This week we get to revisit our beloved LASIK, with which we climaxed 2012. Just as we were really ramping up into the festivities of the Christmas season, on another celebrated calendar day, December 21st (winter solstice), 2012 – the day that life as we knew it was supposed to end – U.S. President Obama awarded the National Medal of Technology and Innovation for the breakthrough that made LASIK surgery possible to the scientists responsible for the discovery, innovation, and development of the new surgical procedure, at IBM’s laser research lab: Rangaswamy Srinivasan, James J. Wynne, and Samuel Blum.
Now, not to change channels (ho ho!), but we are this week about ten months early for Thanksgiving, but, we must invoke that favorite post-Halloween and pre-Christmas beloved day, here, in the middle of January because… and, by the way, that’s no turkey eye in the image above.
Truly, the turkey may deserve just as much credit for the invention of LASIK as the three members of the other species. Indeed, we are talking about a major event in medical history.
For it was on Thanksgiving Day in 1981, when Srinivasan, an IBM research physicist, caught a wave a genius and decided to experiment with the excimer laser and turkey – no not to cook it! Srinivasan and his research team had been exploring new ways to use the excimer laser, which had recently been acquired by their research group at IBM. They had already discovered that the excimer laser could make precise, minute changes to material such as polymers. (A polymer is a natural or synthetic compound of usually large, simple molecules, millions of them linked together; starch is an example.)

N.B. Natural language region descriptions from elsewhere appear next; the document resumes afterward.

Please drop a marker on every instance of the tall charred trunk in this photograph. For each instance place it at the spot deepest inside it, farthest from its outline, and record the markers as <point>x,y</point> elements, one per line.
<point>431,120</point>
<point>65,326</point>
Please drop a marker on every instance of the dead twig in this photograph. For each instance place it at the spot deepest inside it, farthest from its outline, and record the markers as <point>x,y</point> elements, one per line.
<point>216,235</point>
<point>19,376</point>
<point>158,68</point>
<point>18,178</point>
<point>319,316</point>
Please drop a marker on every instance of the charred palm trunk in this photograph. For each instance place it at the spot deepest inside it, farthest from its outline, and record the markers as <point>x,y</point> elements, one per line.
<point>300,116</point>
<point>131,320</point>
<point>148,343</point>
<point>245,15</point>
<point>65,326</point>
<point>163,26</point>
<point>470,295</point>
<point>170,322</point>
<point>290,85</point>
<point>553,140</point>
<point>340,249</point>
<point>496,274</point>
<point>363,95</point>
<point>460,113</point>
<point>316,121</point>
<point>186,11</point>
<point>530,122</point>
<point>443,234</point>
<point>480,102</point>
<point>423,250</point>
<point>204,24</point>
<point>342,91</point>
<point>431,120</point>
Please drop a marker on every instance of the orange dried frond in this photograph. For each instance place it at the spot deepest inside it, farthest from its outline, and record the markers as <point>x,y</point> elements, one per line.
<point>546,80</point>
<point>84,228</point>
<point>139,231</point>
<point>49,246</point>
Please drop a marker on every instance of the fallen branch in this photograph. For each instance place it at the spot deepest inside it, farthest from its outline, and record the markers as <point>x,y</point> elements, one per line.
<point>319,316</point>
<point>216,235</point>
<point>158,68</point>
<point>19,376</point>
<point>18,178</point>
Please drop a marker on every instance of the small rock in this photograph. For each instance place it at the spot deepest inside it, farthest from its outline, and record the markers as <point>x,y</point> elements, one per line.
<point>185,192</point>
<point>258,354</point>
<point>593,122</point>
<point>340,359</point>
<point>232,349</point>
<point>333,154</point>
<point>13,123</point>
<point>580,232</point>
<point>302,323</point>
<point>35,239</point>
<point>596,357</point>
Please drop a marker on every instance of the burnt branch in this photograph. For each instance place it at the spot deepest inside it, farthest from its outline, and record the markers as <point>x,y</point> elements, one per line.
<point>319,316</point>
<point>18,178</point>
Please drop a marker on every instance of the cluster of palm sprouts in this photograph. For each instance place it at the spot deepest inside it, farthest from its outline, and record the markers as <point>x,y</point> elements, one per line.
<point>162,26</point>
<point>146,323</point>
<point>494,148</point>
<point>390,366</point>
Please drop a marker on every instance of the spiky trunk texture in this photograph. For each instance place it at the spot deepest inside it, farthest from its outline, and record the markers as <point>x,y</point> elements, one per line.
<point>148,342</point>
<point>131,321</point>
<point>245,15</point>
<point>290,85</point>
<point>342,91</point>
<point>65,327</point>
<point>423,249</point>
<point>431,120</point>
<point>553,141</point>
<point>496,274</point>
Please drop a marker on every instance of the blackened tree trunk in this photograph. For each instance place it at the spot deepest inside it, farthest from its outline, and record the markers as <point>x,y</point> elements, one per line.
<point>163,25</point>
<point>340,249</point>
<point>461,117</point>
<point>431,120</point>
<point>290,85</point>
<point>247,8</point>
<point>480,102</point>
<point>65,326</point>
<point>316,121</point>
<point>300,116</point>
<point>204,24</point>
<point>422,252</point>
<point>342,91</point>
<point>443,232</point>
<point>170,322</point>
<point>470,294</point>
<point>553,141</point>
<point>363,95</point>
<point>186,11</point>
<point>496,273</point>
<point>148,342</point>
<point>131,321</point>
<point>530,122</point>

Srinivasan’s team wondered that if the excimer laser would so cleanly etch polymeric material, what would happen if they tried it on human or animal tissue? This is when the light bulb went on in Srinivasan’s head while he was enjoying his turkey, dressing, cranberry sauce, etc., on Thanksgiving Day. The very next day, Srinivasan took some turkey leftovers into the lab, and applied the excimer laser to it, sacrificing part of his lunch to the advancement of science. The results were extremely clean cuts to whatever bone, cartilage, or meat, with no evidence of damage to the surrounding tissue. “Eureka!” Srinivasan exclaimed, they had just discovered a new form of surgery.